Dine Uygun Olan Her Güzel İş Sadakadır

İbadet Hayatımız

Rasûlullah -sallâllâhu aleyhi ve sellem- Efendimiz, Allah rızâsı gözetilerek yapılan her türlü hayrın, yardımın ve iyiliğin sadaka yerine geçtiğini müjdeliyor.

Rasûlullah -sallâllâhu aleyhi ve sellem- Efendimiz bir başka hadîs-i şerîflerinde, sadece maldan verilenin değil, Allah rızâsı gözetilerek yapılan her türlü hayrın, yardımın ve iyiliğin sadaka muhtevasına girdiğini şöyle beyan etmişlerdir:

“Dine uygun olan her güzel iş, sadakadır.” (Buhârî, Edeb, 33; Müslim, Zekât, 53)

Hamd olsun, takvâ mevsimi olan Ramazân-ı Şerîf’e yaklaşıyoruz. Bu takvâ mevsimine de hazırlıklı girmemiz lâzım. Peki, nasıl hazırlanacağız, gönül âlemimizi nasıl tekâmül ettireceğiz?

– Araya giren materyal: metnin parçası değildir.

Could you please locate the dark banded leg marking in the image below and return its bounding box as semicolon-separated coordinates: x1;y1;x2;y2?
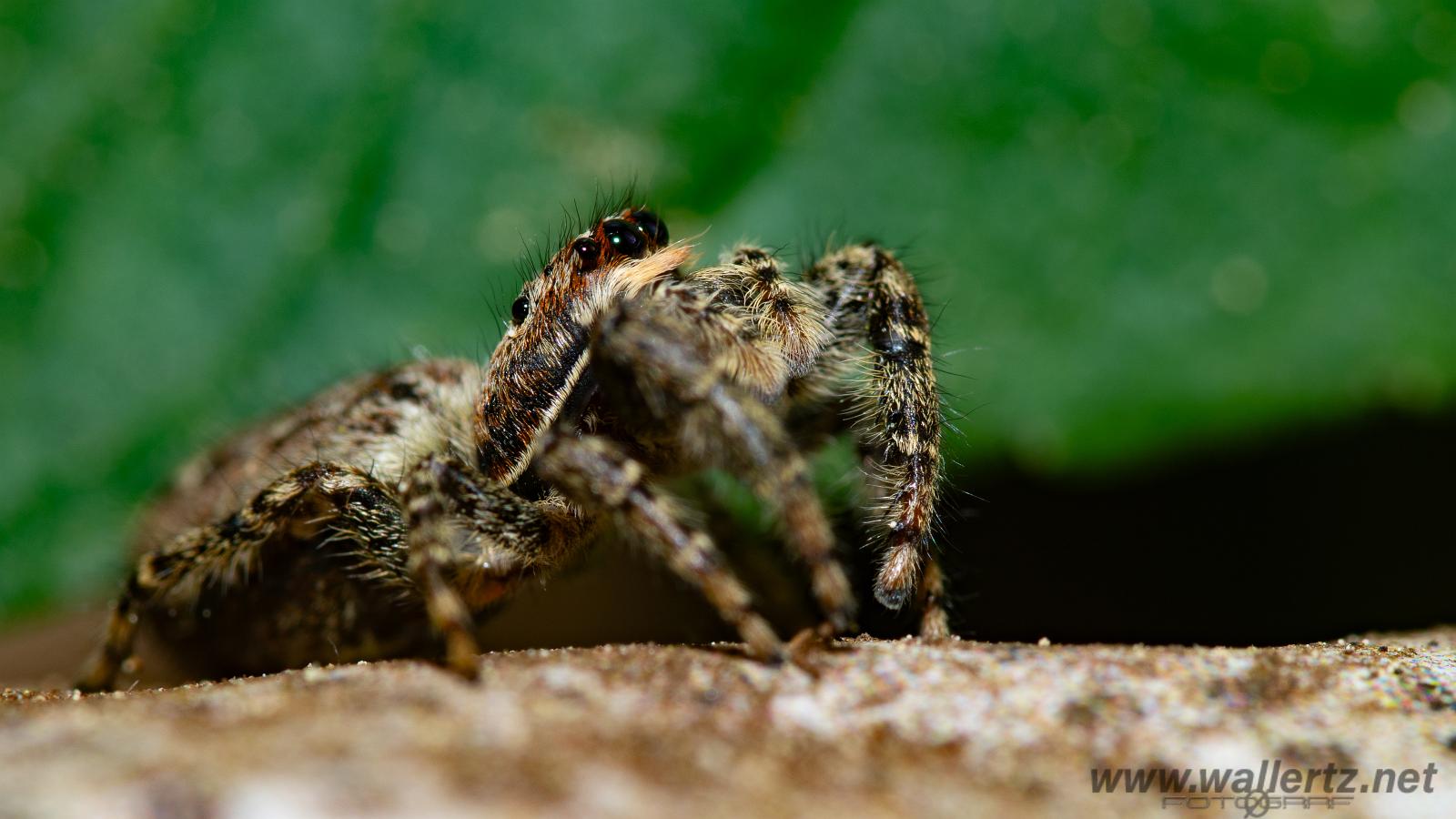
805;245;945;631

Rabbimiz’in rızâsını tahsil maksadıyla neler yapacağız?

Evvelâ ibadetlerimize daha bir hassâsiyet göstereceğiz. İbadetlerimizin Hak katındaki makbûliyetinin de muâmelatımızda kendini göstereceğini unutmayacağız. Hayır-hasenat için koşturmaktan yorulmayacağız.

Çünkü Rabbimiz, bir mü’minin hayatının her ânının iyilik ve güzel ahlâk ile tezyîn olmasını arzu ediyor ve;

(Bir hayırlı işi bitirip) boş kaldın mı hemen (başka) işe koyul ve yalnız Rabbine yönel.” (el-İnşirah, 7-8) buyuruyor.

Peygamber Efendimiz -sallâllâhu aleyhi ve sellem- de, bir mü’minin faydasız işlerle vaktini ziyan etmesini istemez ve bilhassa boş zamanların içtimâî kulluk vazifeleriyle değerlendirilmesi için, sık sık teşvik mâhiyetinde:

“–Bugün bir yetim başı okşadınız mı?

–Bugün bir aç doyurdunuz mu?

–Bugün bir hasta ziyaretinde bulundunuz mu?

–Bugün bir cenâze teşyiinde bulundunuz mu?” diye sorardı. (Bkz. Müslim, Fedâilü’s-Sahâbe, 12)

Böylece mü’minin, hayatının hiçbir ânında rehâvete kapılıp boş işlerle vakit kaybetmesini istemezdi. Dâimâ istikâmet üzere yaşamasını ve hayırda yarışmasını arzu ederdi. Zira âyet-i kerîmede felâha/kurtuluşa eren mü’minler için;

“Onlar (o felâha kavuşan mü’minler) ki, boş ve yararsız şeylerden yüz çevirirler.” (el-Mü’minûn, 3) buyruluyor.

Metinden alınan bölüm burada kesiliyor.